But the burden of debt is a completely different story. The ratio of debt to income has been rising sharply and is now well above the late 1980s peak
If rates were to rise sharply then there is no doubt that the debt side of the equation would end up giving you the more accurate picture. Because of the size of the debt, consumers are particularly vulnerable to higher interest rates”

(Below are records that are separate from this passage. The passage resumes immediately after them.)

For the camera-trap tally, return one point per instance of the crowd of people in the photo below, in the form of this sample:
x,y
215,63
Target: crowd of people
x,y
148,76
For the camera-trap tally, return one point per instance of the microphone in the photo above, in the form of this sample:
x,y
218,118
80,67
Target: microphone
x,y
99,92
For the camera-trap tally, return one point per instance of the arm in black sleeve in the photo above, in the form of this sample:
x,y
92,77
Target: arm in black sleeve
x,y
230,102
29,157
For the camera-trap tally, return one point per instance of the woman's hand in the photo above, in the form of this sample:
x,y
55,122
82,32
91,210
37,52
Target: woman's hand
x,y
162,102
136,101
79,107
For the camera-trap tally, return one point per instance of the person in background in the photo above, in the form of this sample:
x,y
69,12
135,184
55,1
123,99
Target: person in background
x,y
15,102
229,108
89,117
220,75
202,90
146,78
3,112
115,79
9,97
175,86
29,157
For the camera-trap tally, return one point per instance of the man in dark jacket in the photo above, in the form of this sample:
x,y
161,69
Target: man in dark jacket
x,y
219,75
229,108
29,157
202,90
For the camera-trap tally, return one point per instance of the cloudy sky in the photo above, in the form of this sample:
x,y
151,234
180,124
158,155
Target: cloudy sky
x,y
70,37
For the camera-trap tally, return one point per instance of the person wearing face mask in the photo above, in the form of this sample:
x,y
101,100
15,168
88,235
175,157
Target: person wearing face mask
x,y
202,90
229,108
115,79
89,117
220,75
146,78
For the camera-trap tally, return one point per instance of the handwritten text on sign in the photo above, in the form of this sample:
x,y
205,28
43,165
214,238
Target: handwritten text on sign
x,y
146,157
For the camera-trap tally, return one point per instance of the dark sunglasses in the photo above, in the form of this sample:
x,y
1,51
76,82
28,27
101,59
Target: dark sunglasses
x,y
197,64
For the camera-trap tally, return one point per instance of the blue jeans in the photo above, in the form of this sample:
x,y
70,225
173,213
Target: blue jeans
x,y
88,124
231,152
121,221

This is the point I have stated again and again. You have not being reading one of us.
The point is that there has to be a trigger, and further we must consider there has to be some interest rate alignment pre EU entry. Secondly where is his analysis of disposable income rises, as per my OECD figures. This chap suffers from martini disease, i.e. one sided logic. Pentecost yesterday dicussed confidence as the main trigger, this chap discusses only debt risk. Well you doom mongers need to get your heads together and sing from the same hymn sheet!

Further he goes onto state,
“And the prevailing view is that it is going to carry on rising sharply. Because prices always go up in this country by leaps and bounds, don't they? It's all to do with land shortage and the like.
In fact, this argument is economically illiterate and historically blind. House prices do not always go up. Indeed, in the early 1990s average house prices fell by a cumulative 16 per cent. When people believe that house prices will again fall that's when the chickens will come home to roost. Then they will start to think about the debt burden because then, far from being the route to capital gains, debt will be the source of capital losses.”
This maybe true but his sample is flawed. What he is doing is analysing a short-term position on a long-term investment. Its like suggesting that if a sample of Bolton’s games, are taken from the premiership results this year, we see that they won at old Trafford. Therefore the only reasonable summation of this sample is the Bolton can win the premiership.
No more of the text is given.